Auberge Eaufeu is housed in the former Nishio Elementary School in Ishikawa Prefecture, which closed its doors in 2018 due to population decline in the surrounding area. The transformation into a dining destination was completed in July 2022, a project backed by the Osaka-based development company Super Projet. The restaurant's name, meaning "water and fire" in French, reflects its culinary approach. Head chef Shota Itoi, winner of a major Japanese culinary competition, combines French cooking techniques with almost exclusively local ingredients from the Hokuriku region. The menu showcases ingredients foraged from the nearby mountains and locally sourced game, seafood, and even lamb raised in Hakusan.
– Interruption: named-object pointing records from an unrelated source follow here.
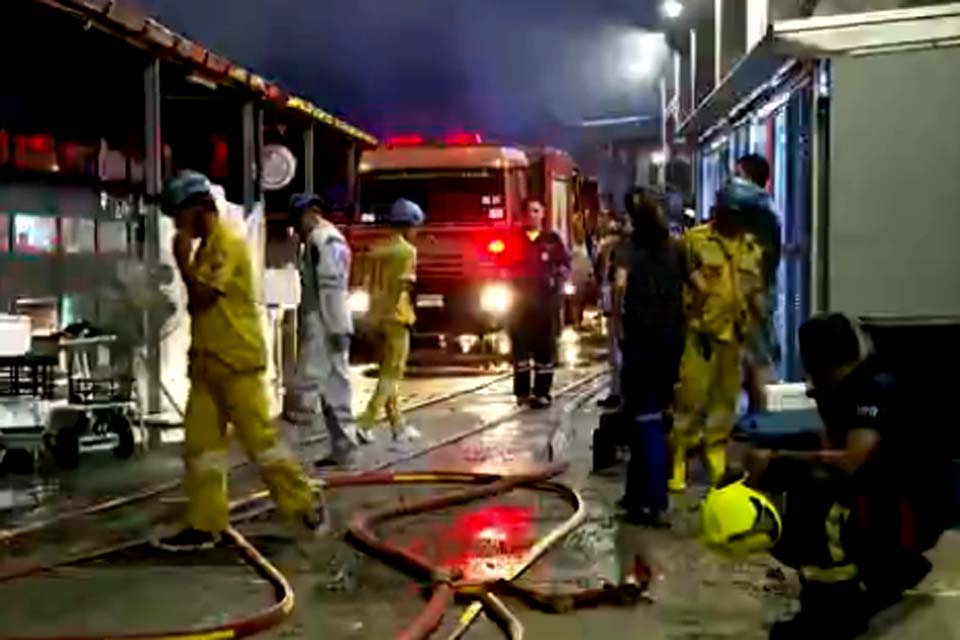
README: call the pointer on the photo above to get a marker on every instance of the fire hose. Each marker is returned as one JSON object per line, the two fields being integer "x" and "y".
{"x": 446, "y": 588}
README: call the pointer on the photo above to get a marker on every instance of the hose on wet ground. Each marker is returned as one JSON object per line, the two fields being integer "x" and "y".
{"x": 446, "y": 587}
{"x": 154, "y": 491}
{"x": 242, "y": 627}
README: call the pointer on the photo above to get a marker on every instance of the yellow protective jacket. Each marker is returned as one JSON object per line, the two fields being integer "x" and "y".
{"x": 391, "y": 273}
{"x": 723, "y": 297}
{"x": 230, "y": 329}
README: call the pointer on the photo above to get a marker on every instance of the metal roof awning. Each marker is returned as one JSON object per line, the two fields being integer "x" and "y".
{"x": 823, "y": 37}
{"x": 146, "y": 33}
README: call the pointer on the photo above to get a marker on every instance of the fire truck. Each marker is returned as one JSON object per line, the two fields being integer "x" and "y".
{"x": 473, "y": 195}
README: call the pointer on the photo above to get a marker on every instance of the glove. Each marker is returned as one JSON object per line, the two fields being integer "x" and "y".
{"x": 705, "y": 347}
{"x": 339, "y": 342}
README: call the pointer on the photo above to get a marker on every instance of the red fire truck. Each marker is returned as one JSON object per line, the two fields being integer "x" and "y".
{"x": 473, "y": 195}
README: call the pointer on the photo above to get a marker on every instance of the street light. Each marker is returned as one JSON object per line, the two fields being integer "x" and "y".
{"x": 642, "y": 53}
{"x": 672, "y": 9}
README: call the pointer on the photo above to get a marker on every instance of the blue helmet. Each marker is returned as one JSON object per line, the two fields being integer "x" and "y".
{"x": 303, "y": 201}
{"x": 182, "y": 187}
{"x": 406, "y": 212}
{"x": 742, "y": 195}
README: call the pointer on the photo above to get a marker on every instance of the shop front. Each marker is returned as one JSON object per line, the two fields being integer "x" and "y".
{"x": 856, "y": 117}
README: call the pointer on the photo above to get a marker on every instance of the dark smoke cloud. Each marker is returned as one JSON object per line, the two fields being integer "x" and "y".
{"x": 513, "y": 68}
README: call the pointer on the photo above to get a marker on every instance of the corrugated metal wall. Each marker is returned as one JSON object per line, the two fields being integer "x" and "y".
{"x": 894, "y": 212}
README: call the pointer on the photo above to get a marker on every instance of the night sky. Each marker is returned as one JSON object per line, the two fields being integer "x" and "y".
{"x": 513, "y": 69}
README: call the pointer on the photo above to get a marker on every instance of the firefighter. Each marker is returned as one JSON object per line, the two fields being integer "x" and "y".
{"x": 323, "y": 376}
{"x": 535, "y": 326}
{"x": 722, "y": 298}
{"x": 390, "y": 278}
{"x": 614, "y": 249}
{"x": 227, "y": 360}
{"x": 860, "y": 512}
{"x": 762, "y": 346}
{"x": 653, "y": 338}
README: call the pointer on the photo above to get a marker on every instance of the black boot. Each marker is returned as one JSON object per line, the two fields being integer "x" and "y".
{"x": 610, "y": 402}
{"x": 835, "y": 611}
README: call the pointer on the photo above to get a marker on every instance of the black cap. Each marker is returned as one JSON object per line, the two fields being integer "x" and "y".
{"x": 829, "y": 341}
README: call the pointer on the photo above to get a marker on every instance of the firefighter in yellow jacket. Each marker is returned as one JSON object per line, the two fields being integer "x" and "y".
{"x": 391, "y": 273}
{"x": 228, "y": 358}
{"x": 723, "y": 298}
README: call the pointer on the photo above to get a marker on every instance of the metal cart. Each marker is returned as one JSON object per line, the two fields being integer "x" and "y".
{"x": 101, "y": 404}
{"x": 26, "y": 398}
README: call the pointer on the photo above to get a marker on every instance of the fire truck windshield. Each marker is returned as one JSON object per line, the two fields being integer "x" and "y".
{"x": 462, "y": 196}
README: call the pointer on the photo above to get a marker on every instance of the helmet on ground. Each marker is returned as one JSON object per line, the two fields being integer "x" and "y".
{"x": 742, "y": 195}
{"x": 737, "y": 520}
{"x": 181, "y": 188}
{"x": 830, "y": 341}
{"x": 303, "y": 201}
{"x": 405, "y": 212}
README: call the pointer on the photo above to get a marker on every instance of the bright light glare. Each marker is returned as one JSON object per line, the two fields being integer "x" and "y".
{"x": 358, "y": 302}
{"x": 497, "y": 246}
{"x": 672, "y": 9}
{"x": 496, "y": 299}
{"x": 641, "y": 52}
{"x": 467, "y": 342}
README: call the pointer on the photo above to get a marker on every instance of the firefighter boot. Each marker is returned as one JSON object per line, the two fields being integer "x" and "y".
{"x": 678, "y": 481}
{"x": 715, "y": 456}
{"x": 828, "y": 611}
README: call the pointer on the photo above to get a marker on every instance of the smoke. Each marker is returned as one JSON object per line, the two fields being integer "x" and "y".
{"x": 510, "y": 69}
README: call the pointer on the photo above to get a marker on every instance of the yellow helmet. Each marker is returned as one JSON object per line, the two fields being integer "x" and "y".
{"x": 738, "y": 521}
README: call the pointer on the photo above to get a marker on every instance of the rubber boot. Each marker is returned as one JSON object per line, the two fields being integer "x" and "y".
{"x": 678, "y": 480}
{"x": 827, "y": 612}
{"x": 716, "y": 459}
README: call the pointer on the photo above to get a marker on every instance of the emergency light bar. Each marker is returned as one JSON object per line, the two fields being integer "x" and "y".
{"x": 410, "y": 140}
{"x": 453, "y": 139}
{"x": 463, "y": 138}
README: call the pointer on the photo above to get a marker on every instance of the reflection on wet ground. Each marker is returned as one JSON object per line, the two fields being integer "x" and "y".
{"x": 342, "y": 593}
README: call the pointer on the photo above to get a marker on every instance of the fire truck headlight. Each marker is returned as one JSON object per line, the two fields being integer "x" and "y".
{"x": 496, "y": 299}
{"x": 358, "y": 302}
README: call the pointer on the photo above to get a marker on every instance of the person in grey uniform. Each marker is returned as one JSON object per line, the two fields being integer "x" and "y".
{"x": 321, "y": 388}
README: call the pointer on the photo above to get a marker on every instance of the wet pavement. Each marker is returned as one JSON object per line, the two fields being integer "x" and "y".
{"x": 342, "y": 593}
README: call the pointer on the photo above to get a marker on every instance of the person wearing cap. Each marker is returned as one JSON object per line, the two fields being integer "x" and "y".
{"x": 864, "y": 507}
{"x": 227, "y": 361}
{"x": 612, "y": 253}
{"x": 391, "y": 271}
{"x": 722, "y": 297}
{"x": 653, "y": 341}
{"x": 759, "y": 218}
{"x": 322, "y": 379}
{"x": 535, "y": 323}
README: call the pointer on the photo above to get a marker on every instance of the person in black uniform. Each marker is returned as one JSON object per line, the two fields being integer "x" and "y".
{"x": 544, "y": 266}
{"x": 859, "y": 512}
{"x": 653, "y": 339}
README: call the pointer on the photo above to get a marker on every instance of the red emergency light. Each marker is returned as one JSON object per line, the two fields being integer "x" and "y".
{"x": 40, "y": 143}
{"x": 407, "y": 140}
{"x": 463, "y": 138}
{"x": 497, "y": 247}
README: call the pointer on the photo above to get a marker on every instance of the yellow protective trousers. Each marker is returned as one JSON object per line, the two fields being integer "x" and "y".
{"x": 218, "y": 396}
{"x": 394, "y": 346}
{"x": 705, "y": 404}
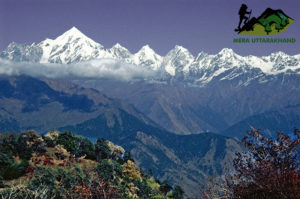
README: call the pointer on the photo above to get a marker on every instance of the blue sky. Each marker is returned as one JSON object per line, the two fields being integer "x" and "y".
{"x": 198, "y": 25}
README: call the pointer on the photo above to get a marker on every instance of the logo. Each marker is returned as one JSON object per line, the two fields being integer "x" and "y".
{"x": 270, "y": 22}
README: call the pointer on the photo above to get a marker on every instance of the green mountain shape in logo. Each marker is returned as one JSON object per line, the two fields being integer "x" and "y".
{"x": 271, "y": 22}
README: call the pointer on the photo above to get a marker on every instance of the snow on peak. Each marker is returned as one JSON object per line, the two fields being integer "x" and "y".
{"x": 71, "y": 46}
{"x": 177, "y": 60}
{"x": 119, "y": 52}
{"x": 146, "y": 56}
Dishes are inventive, such as a signature "eaufeu maki" with fillings that change seasonally and a tomato pie featuring produce from a local farm that also supplies a three-star restaurant in Tokyo. The location is no coincidence; the area is renowned for its pristine water that flows from Mount Hakusan, considered ideal for sake production. Just a five-minute walk from the restaurant is the Noguchi Naohiko Sake Institute, run by a legendary master brewer, whose sake is featured on the restaurant's menu. The conversion of the school involved a complete interior makeover, with former classrooms transformed into modern guest rooms featuring contemporary art. The main dining room is located in what used to be the principal's office, incorporating local *nikkaseki* stone, a volcanic tuff also used in Japan's National Diet Building. This project is part of a larger trend in Japan of repurposing abandoned schools as the nation grapples with a declining population. Other former schools across the country have been converted into community centers, hotels, and restaurants specializing in local cuisine, preserving the buildings while creating new economic opportunities.